There is a terrifying sense of déjà vu in the latest piece of Government spin warning that substandard hospitals may be closed.

And it is difficult not to see it as a convenient and desperate attempt at distraction from the misery and gridlock that has left hundreds of patients suffering on A&E trolleys again during these bleakest of winter days.

The promise to introduce regulation of public and private hospitals was first made a decade ago by former health minister Mary Harney. The idea is that they will be inspected by the watchdog, the Health Information and Quality Authority (Hiqa), and if they fail care and safety standards they will face sanction, with closure as the ultimate penalty.

It re-appeared again yesterday. It hasn't been drafted yet and that may take years, with 2021 as the latest date pencilled in for its introduction.

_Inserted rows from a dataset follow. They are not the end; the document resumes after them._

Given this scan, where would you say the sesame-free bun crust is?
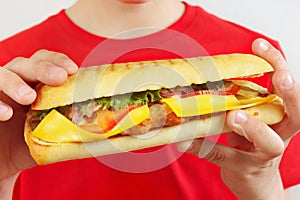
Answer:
[32,54,273,110]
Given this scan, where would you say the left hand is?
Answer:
[179,39,300,200]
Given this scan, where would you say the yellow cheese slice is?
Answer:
[161,94,276,117]
[32,105,150,143]
[32,94,276,143]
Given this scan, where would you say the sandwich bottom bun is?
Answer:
[24,100,284,165]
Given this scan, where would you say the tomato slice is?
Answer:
[97,105,140,133]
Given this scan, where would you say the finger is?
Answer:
[31,50,78,75]
[226,132,253,151]
[227,110,284,160]
[0,68,36,105]
[4,58,68,86]
[0,101,13,121]
[252,38,287,71]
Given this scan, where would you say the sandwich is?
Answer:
[24,54,284,165]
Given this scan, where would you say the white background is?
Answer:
[0,0,300,200]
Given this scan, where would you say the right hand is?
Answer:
[0,50,78,182]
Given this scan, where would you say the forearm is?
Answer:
[0,174,19,200]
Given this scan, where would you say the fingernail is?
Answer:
[18,85,32,97]
[259,41,269,51]
[63,60,78,74]
[282,75,294,88]
[0,104,8,114]
[234,110,248,124]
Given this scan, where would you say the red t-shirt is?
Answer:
[0,4,300,200]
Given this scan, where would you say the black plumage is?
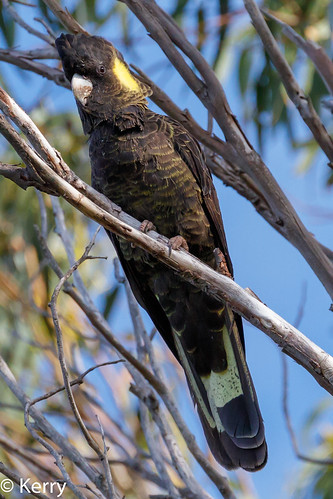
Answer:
[56,34,267,471]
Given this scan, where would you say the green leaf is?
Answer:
[103,284,119,319]
[238,49,253,95]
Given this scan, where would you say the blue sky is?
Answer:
[1,0,333,499]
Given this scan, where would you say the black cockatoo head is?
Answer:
[55,34,152,133]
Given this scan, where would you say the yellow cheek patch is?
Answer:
[113,57,140,92]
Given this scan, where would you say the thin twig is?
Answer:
[96,414,116,499]
[2,0,54,45]
[0,94,333,393]
[50,234,115,499]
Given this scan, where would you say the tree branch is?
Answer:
[0,0,333,292]
[121,0,333,299]
[244,0,333,168]
[0,86,333,400]
[260,9,333,94]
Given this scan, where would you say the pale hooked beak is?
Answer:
[71,73,93,106]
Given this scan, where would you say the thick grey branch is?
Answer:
[260,9,333,94]
[0,88,333,393]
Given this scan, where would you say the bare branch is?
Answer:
[0,462,49,499]
[244,0,333,168]
[0,88,333,393]
[260,9,333,94]
[2,0,54,45]
[43,0,88,34]
[0,356,100,496]
[0,11,333,297]
[122,0,333,298]
[50,234,117,499]
[281,355,333,466]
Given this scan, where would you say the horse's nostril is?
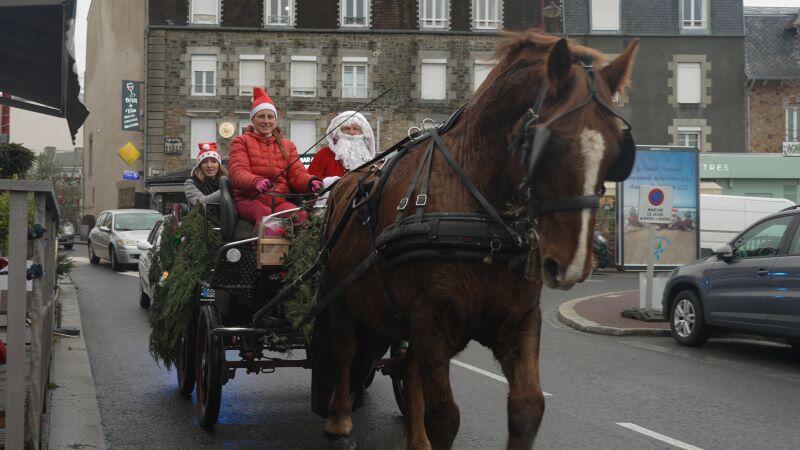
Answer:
[544,258,558,280]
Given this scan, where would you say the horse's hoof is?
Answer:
[325,433,356,450]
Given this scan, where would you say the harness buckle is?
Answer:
[397,197,408,211]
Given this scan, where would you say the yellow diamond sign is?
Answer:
[117,142,142,165]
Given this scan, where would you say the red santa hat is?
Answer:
[194,142,222,168]
[250,86,278,119]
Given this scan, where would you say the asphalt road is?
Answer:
[65,246,800,449]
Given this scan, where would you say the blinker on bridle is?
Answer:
[508,62,636,220]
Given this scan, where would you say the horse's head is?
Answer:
[476,33,638,289]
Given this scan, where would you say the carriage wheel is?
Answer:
[175,320,197,397]
[195,305,225,430]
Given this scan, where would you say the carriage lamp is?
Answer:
[225,248,242,263]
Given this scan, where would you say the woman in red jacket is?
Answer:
[228,87,322,224]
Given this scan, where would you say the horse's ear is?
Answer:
[547,38,572,90]
[600,39,639,93]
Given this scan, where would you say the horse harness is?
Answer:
[263,63,636,323]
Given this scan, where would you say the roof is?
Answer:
[744,8,800,80]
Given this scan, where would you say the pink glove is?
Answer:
[256,178,272,192]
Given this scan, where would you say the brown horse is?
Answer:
[323,32,638,449]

Every health minister in the last decade has milked this proposed regulation, making several announcements - usually in a bid to gain cover from the backlash coming on foot of some patient safety scandal.

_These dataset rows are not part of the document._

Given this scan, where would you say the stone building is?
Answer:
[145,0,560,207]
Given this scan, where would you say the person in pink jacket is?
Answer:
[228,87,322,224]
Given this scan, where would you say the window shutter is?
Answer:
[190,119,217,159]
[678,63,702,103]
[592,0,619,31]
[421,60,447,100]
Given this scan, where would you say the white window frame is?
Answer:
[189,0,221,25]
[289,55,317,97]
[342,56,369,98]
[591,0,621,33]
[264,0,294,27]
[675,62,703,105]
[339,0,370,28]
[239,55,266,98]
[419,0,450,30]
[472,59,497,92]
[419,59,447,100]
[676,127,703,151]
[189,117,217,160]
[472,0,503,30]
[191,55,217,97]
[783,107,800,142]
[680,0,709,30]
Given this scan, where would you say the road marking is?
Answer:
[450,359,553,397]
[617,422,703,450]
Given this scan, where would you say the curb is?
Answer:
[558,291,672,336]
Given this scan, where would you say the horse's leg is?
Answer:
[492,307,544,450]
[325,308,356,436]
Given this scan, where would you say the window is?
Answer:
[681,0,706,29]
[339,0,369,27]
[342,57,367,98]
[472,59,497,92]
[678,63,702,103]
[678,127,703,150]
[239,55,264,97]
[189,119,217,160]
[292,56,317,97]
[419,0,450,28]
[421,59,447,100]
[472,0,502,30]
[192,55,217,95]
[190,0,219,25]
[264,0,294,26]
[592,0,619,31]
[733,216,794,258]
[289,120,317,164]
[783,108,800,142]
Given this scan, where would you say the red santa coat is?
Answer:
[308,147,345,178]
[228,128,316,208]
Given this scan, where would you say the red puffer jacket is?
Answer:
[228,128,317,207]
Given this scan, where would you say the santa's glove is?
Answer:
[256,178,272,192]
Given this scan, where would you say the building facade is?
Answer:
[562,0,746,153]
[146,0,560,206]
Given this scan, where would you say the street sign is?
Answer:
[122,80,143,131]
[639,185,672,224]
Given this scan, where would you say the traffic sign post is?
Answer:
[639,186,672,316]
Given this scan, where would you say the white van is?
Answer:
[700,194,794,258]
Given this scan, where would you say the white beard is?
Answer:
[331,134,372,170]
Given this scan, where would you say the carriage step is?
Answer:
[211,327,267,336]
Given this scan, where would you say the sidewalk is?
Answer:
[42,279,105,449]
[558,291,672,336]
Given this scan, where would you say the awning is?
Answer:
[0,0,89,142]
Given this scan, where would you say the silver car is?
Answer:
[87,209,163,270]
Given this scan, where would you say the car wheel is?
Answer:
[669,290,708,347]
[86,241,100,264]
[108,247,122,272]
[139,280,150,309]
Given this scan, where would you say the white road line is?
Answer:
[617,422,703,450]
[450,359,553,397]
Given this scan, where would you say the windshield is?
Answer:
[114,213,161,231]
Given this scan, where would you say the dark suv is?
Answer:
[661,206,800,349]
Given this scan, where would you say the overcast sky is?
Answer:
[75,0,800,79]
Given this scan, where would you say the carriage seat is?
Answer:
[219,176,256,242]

Of course, they neglect to concede that closure is not an option. Where would they put the patients?

If regulation was introduced tomorrow, very few public hospitals would escape having at least one department closed. In some cases the shutters would have to come down completely.

Yesterday, there were 121 patients on trolleys across the country left waiting for a bed for more than nine hours, according to the HSE's own figures.

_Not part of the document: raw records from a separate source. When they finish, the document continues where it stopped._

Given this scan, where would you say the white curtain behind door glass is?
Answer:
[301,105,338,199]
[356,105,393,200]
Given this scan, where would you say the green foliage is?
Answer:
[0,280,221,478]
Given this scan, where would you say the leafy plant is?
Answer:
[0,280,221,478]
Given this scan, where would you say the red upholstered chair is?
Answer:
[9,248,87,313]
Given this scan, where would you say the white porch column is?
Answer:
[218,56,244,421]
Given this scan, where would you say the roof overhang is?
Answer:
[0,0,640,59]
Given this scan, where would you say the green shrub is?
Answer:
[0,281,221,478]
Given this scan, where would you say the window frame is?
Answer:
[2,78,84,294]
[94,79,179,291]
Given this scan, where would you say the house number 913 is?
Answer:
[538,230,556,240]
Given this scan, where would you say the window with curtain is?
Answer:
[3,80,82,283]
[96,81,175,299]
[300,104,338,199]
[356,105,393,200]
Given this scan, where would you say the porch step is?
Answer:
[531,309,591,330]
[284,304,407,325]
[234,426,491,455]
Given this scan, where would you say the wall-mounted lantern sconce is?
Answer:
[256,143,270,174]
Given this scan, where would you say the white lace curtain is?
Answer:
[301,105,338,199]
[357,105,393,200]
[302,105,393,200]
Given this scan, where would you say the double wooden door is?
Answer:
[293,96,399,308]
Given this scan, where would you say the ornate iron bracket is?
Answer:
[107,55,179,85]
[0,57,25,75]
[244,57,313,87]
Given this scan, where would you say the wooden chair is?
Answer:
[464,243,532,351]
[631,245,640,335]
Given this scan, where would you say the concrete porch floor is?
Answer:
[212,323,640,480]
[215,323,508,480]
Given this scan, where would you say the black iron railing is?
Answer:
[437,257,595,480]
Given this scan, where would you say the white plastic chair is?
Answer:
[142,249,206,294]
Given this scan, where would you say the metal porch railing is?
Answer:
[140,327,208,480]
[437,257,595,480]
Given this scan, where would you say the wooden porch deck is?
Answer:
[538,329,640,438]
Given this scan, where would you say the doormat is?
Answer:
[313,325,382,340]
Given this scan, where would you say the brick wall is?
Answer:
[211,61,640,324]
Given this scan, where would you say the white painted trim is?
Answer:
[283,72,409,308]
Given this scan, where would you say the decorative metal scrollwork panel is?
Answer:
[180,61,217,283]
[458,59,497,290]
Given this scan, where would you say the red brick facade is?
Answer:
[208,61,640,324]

In University Hospital Limerick 61 patients were on trolleys, while in Waterford 37 were waiting for a bed.

What regulator would allow patients to face that level of risk?

Hiqa's own patient experience survey this week found that seven in 10 patients in May did not get a bed in the targeted six hours, and some waited two days. The watchdog points out the proven dangers to patients who face such delays.

Current Health Minister Simon Harris and his Government colleagues must take responsibility for the ongoing risks they are continuing to allow patients in public hospitals to encounter on a daily basis.

Repeated inspection reports have highlighted how lack of specialist staff and outdated conditions have contributed to the spread of superbugs.

These are lethal threats to vulnerable patients if they get into the bloodstream and are killing people.

There is also the failure to properly staff hospitals.

Some regional hospitals cannot get full-time consultants and are relying on locums who do not have the full specialist training.

Who is auditing their care?

The cruellest failing by the Government is the number of patients on hospital waiting lists, many of them in pain and in deteriorating health.

Mr Harris says he doubts if the figures of 684,940 reflect the true reality and wants Trinity College to find out a better way of counting patients.

But even if the number was halved, which would be a miracle, it would still be scandalous.

Of course regulation is always welcome.

There are still too many areas of the health service that are not independently checked by a watchdog for care standards, including private hospitals and clinics.

Regulation drives up standards and polices patient risk.

The plan has been used far too often as some form of defence every time a minister or a government is called on to account for the manner in which so many patients have been let down.

Patients see beyond the headlines at this stage.